(Paris) La justice française passe à la vitesse supérieure contre Alain Soral: l’essayiste français d’extrême droite a été condamné lundi à Paris à un an de prison ferme pour négationnisme, une peine assortie pour la première fois d’un mandat d’arrêt délivré à l’audience.

La Ligue internationale contre le racisme et l’antisémitisme (LICRA) a salué «la fermeté de cette décision qui doit aussi son caractère exceptionnel au mandat d’arrêt» et demandé «sans délais à tous les hébergeurs de contenus de fermer les comptes d’Alain Soral ainsi que ceux d’Égalité et Réconciliation», son site internet.

Alain Soral - de son vrai nom Alain Bonnet, 60 ans - n’était ni présent ni représenté à la lecture du délibéré devant la chambre correctionnelle.  

En vertu du mandat d’arrêt le visant, il peut être interpellé très prochainement et conduit en détention. Son nom doit être ajouté au fichier des personnes recherchées.

Il a été reconnu coupable de contestation de l’existence de la Shoah pour avoir publié sur son site les conclusions de son avocat dans une première affaire le concernant; des propos jugés négationnistes.

Ce dernier, Damien Viguier, a été condamné à 5000 euros d’amende pour complicité de ce délit, en raison du contenu de ces conclusions.

Aux sources de ce dossier se trouve la publication en 2016 par le site d’Alain Soral d’un dessin représentant le visage de Charlie Chaplin devant l’étoile de David, avec dans une bulle la question «Shoah où t’es?». Autour, une chevelure, un savon, une chaussure et un abat-jour répondent «Ici» et «Là».

Il s’agissait d’une fausse Une titrée Chutzpah Hebdo (en hébreu, «Chutzpah» veut dire impertinence, culot), inspirée d’une Une polémique de l’hebdomadaire satirique Charlie Hebdo après les attentats de Bruxelles. Le journal avait alors dessiné le visage du chanteur belge Stromae, encerclé de membres arrachés, demandant «Papa où t’es?», en référence à sa chanson Papaoutai.  

Pour cette publication jugée négationniste, Alain Soral a été définitivement condamné à 10 000 euros d’amende, avec possibilité d’emprisonnement en cas de non-paiement, depuis le rejet de son pourvoi en cassation le mois dernier.

«La mesure du phénomène»

En novembre 2017, Égalité et Réconciliation avait ensuite publié les conclusions de son avocat Damien Viguier dans cette affaire.

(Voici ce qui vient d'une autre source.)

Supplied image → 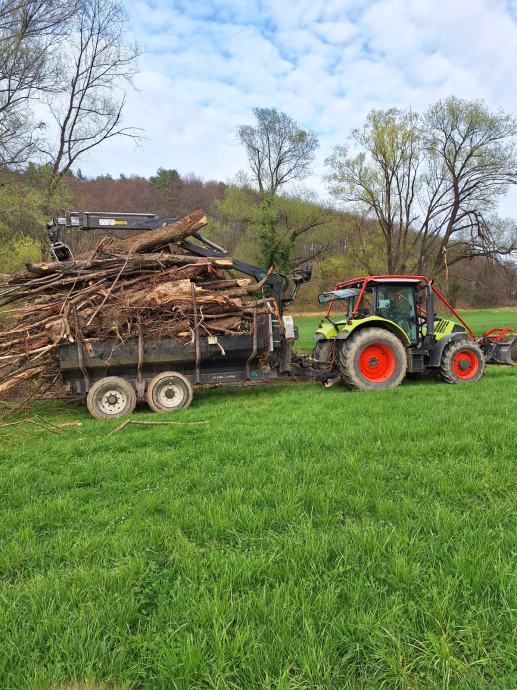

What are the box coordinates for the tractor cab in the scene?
[313,275,517,390]
[318,278,426,345]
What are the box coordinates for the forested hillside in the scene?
[4,166,517,310]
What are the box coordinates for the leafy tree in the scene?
[238,108,321,272]
[217,187,332,272]
[327,97,517,274]
[149,168,181,194]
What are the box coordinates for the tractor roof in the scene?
[336,275,429,289]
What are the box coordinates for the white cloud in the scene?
[76,0,517,215]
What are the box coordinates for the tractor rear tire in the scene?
[146,371,194,412]
[86,376,136,419]
[338,328,407,391]
[440,340,485,384]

La chaussure et les cheveux, représentés sur le dessin condamné, «font référence aux lieux de mémoire organisés comme des lieux de pèlerinage. On y met en scène des amoncellements de ces objets, afin de frapper les imaginations», avait notamment écrit l’avocat. «La coupe des cheveux se pratique dans tous les lieux de concentration et s’explique par l’hygiène», ajoutait-il, renvoyant vers les écrits du négationniste Robert Faurisson.

S’agissant de deux autres détails du dessin, «savon et abat-jour», l’avocat avait prétendu que les savons faits à partir de graisse humaine par les nazis ou les abats-jour en peau humaine n’étaient que «propagande de guerre».

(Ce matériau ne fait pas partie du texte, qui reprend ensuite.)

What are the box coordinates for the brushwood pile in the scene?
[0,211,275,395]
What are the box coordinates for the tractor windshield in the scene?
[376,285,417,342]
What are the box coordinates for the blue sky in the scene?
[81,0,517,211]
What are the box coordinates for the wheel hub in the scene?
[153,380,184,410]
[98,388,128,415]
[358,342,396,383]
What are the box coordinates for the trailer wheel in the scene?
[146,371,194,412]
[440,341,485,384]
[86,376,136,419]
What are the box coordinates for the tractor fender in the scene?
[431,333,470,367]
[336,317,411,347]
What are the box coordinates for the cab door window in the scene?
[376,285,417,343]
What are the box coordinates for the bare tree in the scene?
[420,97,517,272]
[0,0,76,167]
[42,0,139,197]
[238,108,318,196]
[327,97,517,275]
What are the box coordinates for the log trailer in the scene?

La LICRA et l’Union des étudiants juifs de France (UEJF) avaient signalé ces propos au parquet.

«La justice prend enfin la mesure du phénomène Soral, après 10 ans de condamnations pour des délits racistes et antisémites. M. Soral expérimente enfin la rigueur de la loi», s’est félicité l’avocat de l’UEJF et de l’association J’accuse, Stéphane Lilti.

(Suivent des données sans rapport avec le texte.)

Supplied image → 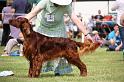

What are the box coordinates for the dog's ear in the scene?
[17,17,28,23]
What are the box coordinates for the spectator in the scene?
[112,0,124,49]
[95,10,104,22]
[107,25,122,51]
[119,13,124,49]
[1,3,12,46]
[12,0,32,17]
[25,0,91,75]
[92,30,105,46]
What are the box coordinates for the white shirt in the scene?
[112,0,124,26]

De son côté, Gérard Guillot, défenseur de l’avocat Damien Viguier, a dénoncé «un scandale». «On condamne un avocat français pour sa simple défense dans un dossier», s’est-il insurgé.

Me Viguier a indiqué sur le site Égalité et Réconciliation qu’Alain Soral et lui-même avaient «fait appel».  

Le tribunal est allé au-delà des réquisitions du parquet s’agissant de l’essayiste, déjà condamné à plusieurs reprises, notamment pour provocation à la haine raciale. Le 5 mars, l’accusation avait demandé six mois ferme contre lui, et 15 000 euros d’amende contre son avocat.

Les deux prévenus devront verser un euro symbolique de dommages et intérêts aux quatre associations antiracistes parties civiles, ainsi que 1500 euros au titre des frais de justice, solidairement, à chacune d’entre elles.

Ils devront aussi publier leur condamnation dans cinq journaux.

En janvier, Alain Soral avait déjà été condamné à un an de prison ferme, sans mandat d’arrêt, pour avoir injurié une magistrate et tenu des propos antisémites sur son site internet.

Il attend en mai quatre autres décisions de justice devant la cour d’appel de Paris.